A full-service securities broker/dealer, VSR provides a service that, superficially at least, differs little from that offered by many other firms. The real difference, says Donald Beary, the firm’s executive vice president, lies in “the value, service and reliability which we provide to our representatives, allowing them to continue growth of their business.”

This is more than just talk and certainly more than luck. VSR boasts the lowest rep turnover rate in the industry, less than one percent per year. In a business that is powered by its sales staff, the retention of good people inevitably translates into continued good growth.

 

9 and Counting for CyDex

CyDex, Inc. finds its way onto the Corporate Report 100 for the ninth time in its 15-year history. A specialty pharmaceutical company, CyDex focuses on the development and commercialization of drugs specifically designed to address limitations of current therapies in selected established markets.

Success at CyDex has come not just from developing new drug applications, but from doing so with a keen eye on risk, costs and timelines. Growth should continue strong into the future. As CFO Allen Roberson notes, “The company has also entered into several licensing agreements with new customers.”

 

Worldwide a Global Leader

More often than they should, companies boast of being a “global leader” in this or that, but Euronet Worldwide is one company that doesn’t need to boast. The Leawood company has emerged as a genuine global leader in the field of secure electronic financial transactions. The fact that it employs 2,500 people in 20 countries lends credence to the “global leader” claim.
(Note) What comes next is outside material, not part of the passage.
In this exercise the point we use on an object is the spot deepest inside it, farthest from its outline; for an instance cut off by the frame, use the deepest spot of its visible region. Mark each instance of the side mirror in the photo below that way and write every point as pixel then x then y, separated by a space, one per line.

Today, Euronet operates one of the largest independent ATM networks in Europe and the largest shared ATM network in India. It is also the world’s largest processor of prepaid mobile airtime and the third-largest global money transfer company. Not too many Kansas companies can make comparable boasts.

This year, Euronet makes the Ingram’s Corporate Report 100 for the ninth time. A University of Missouri grad, Mike Brown co-founded the company in 1994 and has served as chief executive ever since.

In the year 2000, Brown made the Ingram’s cover in an ambitious photo that showed Brown in surfer gear with several other young CEOs riding the high tech wave. The others got caught in the curl. Brown rides on. That was not luck.

 

Common Ground

There are a few common threads running through the success of all five of these companies. One is a certain prescience, an ability to imagine the future and a willingness to pursue it heartily.

A second is loyalty—a loyalty to staff, a loyalty to customers, a loyalty to vendors, and a happily beneficial reciprocation.

The third is focus. Not all waves break the way even the best manager anticipates. Those who survive the upset that follows are the ones who know where they are going and have the will to get there. Luck be damned.